Power levels had nothing to do with it. It was just an incredibly crappy race. The GC contest was a bunch of Leipheimer-like riders following each other.


----------



## roddjbrown (Jan 19, 2012)

trailrunner68 said:


> Power levels had nothing to do with it. It was just an incredibly crappy race. The GC contest was a bunch of Leipheimer-like riders following each other.

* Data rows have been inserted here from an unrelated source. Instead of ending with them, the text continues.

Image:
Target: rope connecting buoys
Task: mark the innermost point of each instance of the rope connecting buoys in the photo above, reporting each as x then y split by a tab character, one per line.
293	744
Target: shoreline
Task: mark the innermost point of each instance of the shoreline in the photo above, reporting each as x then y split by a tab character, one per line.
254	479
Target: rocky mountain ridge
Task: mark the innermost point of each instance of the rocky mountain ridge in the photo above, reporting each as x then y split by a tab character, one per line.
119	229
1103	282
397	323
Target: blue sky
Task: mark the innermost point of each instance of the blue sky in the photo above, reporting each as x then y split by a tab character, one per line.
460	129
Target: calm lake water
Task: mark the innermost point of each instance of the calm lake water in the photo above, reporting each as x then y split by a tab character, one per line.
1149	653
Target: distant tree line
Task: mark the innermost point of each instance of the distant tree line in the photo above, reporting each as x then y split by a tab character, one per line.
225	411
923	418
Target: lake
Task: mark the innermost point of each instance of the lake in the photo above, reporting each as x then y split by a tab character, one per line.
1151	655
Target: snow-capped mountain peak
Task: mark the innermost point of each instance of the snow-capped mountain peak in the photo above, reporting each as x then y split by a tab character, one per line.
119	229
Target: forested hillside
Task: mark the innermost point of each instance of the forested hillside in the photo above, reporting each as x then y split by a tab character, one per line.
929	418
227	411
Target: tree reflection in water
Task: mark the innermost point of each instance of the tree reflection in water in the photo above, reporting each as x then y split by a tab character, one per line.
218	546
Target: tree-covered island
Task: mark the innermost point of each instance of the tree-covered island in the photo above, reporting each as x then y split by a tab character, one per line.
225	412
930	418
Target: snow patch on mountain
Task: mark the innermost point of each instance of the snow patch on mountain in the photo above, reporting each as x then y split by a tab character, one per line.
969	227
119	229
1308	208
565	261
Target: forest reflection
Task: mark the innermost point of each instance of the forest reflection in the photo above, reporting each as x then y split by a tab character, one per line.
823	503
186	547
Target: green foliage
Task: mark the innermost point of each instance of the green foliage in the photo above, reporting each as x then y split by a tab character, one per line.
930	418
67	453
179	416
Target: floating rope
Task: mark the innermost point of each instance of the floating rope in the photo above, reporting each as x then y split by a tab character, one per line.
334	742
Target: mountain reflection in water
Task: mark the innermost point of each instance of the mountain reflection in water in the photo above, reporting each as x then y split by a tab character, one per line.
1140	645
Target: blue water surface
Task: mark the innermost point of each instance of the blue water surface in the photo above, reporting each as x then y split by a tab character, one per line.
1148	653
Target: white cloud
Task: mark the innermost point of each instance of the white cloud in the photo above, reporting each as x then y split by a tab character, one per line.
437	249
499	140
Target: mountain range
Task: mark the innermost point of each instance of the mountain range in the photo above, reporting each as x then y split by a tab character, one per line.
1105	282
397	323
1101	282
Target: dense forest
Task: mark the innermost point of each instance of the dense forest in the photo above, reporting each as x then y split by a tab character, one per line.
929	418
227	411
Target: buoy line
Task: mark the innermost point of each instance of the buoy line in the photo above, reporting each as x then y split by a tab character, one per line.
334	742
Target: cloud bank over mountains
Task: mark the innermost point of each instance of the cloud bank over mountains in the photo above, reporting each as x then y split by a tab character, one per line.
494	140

Power levels have everything to do with it. The riders who can make the exciting attacks on climbs put out more Watts per kilo. See every famous attack ever for further detail.


----------



## melanerpes (Apr 4, 2007)

Dan Gerous said:


> Ha Ha! :thumbsup:
> 
> Well, since Philippe himself isn't sure why, I think everything that was said is just speculation. He's been sick (virus, tooth thing), he probably didn't prepare as well, motivation might not be as high as before (some say signing a 3 year multi million Euro contract can do that) and with the World's course pretty much perfect for him, he may very well be staying out of peak form on purpose until September, to come in there fresh...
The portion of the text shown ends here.